La fiducia dei soci per proseguire il cammino

di FRANCESCO LIBERATI

Cari soci, facendo un bilancio a mente fredda sul 2020 che ci siamo lasciati alle spalle dobbiamo trovare spunti di ottimismo in grado di tracciare una via al di fuori della crisi attuale. Certo, la pandemia ha provocato lutti, disagio sociale e grave arretramento economico in buona parte del mondo. L’Italia, in particolare, subito dopo il propagarsi del virus dalla Cina, è stato il primo grande Paese europeo colpito, e ha avuto la necessità di assumere, dopo una prima fase di smarrimento, provvedimenti restrittivi sulla mobilità sociale e relazionale delle persone, limitando pesantemente l’attività economica e la normale vita civile. 

La produzione di beni e servizi ha mostrato un rallentamento superiore a quello sperimentato con la grande crisi conseguente all’esplosione della bolla dei mutui sub-prime nel 2009. Il prodotto interno lordo del Paese nel 2020 è crollato di circa il 9% ed è stato stimato che gli italiani hanno perso circa 156 miliardi a fronte di un aumento dei depositi bancari di quasi 60 miliardi, dato questo che non va letto in modo positivo poiché riflette la stasi dei consumi e degli investimenti. Il tutto in un Paese che già faticava a tenere il passo con le economie concorrenti.

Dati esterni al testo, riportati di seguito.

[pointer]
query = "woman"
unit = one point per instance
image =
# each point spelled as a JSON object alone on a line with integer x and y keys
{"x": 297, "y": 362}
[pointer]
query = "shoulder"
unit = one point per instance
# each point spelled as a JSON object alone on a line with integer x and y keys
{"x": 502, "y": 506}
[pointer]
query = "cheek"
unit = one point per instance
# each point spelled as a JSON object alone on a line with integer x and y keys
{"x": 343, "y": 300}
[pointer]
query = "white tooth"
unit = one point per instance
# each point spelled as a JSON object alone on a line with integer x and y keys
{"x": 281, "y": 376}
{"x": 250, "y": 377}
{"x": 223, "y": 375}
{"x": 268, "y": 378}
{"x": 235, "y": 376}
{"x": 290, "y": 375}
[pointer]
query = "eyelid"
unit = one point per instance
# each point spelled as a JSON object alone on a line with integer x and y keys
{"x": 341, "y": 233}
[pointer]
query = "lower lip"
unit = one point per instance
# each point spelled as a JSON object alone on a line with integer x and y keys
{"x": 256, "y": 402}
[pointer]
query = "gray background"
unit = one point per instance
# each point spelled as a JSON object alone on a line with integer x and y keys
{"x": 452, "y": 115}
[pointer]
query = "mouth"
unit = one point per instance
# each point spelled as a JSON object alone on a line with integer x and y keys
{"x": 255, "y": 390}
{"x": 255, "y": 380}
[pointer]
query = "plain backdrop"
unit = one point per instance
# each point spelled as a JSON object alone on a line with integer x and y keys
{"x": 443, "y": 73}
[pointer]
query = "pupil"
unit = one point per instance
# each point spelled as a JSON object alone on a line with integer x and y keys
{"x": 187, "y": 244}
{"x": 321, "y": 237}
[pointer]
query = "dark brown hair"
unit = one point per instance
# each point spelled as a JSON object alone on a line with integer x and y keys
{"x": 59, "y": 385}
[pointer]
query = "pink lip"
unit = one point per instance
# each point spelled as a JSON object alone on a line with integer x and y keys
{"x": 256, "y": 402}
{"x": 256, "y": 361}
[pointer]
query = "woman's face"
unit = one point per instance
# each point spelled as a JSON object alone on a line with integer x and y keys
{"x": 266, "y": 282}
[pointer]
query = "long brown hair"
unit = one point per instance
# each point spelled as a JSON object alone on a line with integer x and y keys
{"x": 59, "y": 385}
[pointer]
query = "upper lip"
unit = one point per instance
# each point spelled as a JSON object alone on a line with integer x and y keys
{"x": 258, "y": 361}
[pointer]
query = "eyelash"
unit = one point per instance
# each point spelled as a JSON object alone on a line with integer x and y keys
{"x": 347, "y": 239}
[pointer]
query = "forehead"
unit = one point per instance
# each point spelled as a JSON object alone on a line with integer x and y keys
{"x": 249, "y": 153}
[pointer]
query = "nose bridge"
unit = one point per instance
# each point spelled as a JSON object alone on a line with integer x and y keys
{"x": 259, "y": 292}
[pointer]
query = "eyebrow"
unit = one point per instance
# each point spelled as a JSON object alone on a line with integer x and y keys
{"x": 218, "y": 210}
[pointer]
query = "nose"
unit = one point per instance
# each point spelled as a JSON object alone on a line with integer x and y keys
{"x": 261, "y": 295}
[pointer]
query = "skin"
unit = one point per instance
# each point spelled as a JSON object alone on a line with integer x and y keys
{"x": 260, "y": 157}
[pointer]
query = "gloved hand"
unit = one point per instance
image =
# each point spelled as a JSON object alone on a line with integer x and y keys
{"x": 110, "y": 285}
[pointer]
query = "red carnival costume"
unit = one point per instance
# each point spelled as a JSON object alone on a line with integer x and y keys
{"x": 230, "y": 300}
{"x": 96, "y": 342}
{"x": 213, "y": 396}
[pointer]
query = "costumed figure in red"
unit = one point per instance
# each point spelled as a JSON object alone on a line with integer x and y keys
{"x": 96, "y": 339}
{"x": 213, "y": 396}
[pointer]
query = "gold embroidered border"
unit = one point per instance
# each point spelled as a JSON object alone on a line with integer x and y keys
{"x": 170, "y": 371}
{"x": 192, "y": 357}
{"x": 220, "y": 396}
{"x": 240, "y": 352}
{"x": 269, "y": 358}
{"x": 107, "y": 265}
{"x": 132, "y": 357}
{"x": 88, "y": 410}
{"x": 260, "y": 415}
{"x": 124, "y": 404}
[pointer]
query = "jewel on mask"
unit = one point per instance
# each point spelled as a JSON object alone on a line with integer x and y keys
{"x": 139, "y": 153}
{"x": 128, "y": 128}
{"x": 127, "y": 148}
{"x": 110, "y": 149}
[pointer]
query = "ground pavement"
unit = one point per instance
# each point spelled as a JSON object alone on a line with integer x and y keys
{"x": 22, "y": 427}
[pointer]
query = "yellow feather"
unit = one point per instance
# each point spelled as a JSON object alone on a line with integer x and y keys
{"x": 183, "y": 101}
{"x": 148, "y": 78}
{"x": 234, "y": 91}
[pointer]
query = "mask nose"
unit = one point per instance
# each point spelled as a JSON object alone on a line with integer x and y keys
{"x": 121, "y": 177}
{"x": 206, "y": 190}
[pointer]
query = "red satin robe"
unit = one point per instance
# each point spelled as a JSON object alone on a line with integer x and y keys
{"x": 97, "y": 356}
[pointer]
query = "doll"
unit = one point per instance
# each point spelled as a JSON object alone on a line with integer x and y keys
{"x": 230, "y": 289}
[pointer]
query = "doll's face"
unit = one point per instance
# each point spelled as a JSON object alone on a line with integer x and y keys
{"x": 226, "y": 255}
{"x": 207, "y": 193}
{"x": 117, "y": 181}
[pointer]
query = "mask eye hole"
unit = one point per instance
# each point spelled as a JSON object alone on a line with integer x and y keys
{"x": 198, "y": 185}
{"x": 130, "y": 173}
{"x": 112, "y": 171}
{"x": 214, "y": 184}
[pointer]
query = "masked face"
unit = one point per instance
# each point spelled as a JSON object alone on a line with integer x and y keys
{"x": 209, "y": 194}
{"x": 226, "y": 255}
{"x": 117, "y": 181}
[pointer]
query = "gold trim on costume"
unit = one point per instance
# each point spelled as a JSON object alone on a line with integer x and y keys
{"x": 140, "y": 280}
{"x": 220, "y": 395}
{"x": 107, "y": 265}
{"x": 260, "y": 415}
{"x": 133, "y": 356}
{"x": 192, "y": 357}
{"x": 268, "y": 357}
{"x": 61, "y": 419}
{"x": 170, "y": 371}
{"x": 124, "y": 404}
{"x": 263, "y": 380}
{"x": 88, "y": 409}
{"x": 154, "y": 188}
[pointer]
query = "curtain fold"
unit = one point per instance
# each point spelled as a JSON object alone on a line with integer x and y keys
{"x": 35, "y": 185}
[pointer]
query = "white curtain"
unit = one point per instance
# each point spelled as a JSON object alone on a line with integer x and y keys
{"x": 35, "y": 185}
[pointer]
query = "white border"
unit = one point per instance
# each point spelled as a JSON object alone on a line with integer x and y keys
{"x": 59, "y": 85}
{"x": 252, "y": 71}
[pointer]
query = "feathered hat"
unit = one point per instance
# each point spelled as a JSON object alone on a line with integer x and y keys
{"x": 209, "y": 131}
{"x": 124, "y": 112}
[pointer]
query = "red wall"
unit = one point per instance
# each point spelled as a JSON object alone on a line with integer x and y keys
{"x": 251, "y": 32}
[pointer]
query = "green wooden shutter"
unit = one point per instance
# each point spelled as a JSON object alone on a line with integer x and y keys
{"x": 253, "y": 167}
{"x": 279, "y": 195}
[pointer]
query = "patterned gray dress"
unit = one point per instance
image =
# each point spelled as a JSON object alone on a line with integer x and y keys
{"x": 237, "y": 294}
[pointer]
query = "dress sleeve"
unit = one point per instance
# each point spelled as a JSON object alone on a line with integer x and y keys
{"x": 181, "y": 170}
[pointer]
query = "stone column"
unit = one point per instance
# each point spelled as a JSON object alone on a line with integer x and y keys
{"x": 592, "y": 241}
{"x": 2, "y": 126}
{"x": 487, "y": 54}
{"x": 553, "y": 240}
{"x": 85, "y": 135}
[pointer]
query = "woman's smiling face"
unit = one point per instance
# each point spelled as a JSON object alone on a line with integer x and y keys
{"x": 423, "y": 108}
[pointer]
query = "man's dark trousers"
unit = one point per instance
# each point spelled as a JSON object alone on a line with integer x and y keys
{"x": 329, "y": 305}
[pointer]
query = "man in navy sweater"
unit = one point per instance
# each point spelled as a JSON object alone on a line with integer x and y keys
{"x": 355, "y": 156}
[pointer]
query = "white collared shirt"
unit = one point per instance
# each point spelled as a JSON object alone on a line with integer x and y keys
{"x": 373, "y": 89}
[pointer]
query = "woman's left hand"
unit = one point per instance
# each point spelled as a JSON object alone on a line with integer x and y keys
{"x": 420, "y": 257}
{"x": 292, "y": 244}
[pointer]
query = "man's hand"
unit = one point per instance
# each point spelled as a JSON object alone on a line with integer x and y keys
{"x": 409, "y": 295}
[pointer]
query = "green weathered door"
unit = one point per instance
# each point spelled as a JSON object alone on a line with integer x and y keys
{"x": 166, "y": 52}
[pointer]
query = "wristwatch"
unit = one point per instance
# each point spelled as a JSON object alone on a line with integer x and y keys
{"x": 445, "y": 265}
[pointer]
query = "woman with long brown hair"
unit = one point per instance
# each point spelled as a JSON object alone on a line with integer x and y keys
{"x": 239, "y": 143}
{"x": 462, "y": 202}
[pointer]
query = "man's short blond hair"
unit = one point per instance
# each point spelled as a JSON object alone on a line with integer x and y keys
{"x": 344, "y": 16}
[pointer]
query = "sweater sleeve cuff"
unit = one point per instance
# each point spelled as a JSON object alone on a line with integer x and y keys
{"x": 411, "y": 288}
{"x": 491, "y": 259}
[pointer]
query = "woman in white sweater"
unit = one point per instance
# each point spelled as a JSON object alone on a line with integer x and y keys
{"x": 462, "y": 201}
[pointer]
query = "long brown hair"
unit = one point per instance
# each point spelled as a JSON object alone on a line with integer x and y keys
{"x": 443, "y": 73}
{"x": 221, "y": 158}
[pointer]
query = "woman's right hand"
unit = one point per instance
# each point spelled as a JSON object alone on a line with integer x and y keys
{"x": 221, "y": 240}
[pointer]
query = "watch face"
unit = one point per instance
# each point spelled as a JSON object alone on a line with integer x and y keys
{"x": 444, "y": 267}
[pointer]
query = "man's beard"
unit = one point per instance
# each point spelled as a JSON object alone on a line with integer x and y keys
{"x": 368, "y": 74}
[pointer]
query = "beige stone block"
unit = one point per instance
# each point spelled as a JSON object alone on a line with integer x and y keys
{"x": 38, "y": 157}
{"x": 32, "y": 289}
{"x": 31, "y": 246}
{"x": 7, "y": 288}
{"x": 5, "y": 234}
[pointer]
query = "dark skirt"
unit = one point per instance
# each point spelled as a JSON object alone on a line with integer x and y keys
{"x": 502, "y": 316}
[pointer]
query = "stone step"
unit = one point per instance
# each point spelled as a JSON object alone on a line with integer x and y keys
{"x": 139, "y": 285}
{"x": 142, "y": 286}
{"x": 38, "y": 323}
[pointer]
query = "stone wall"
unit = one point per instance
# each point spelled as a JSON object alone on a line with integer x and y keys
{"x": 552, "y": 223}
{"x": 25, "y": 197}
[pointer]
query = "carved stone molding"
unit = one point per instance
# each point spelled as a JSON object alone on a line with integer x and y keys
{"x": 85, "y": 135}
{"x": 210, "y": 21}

Ma nonostante la drammaticità della situazione, l’Italia ha comunque mostrato di saper affrontare gli esiti catastrofici del virus. La partecipazione alle misure di contenimento della pandemia è stata ampia e responsabile, tanto che nel corso del 2020 da più parti nel mondo il nostro Paese è stato preso ad esempio per la sua reazione collettiva sentita e solidale. Il sistema sanitario nazionale, nonostante la spesa pubblica per questo settore sia stata ampiamente ridimensionata negli ultimi anni, ha sostanzialmente retto, mostrando a più riprese la capacità di fare fronte ad una emergenza assolutamente inedita. Questo grazie anche al sacrificio di tanti medici e operatori che hanno messo a repentaglio la propria salute, ai quali deve andare la nostra più profonda gratitudine. 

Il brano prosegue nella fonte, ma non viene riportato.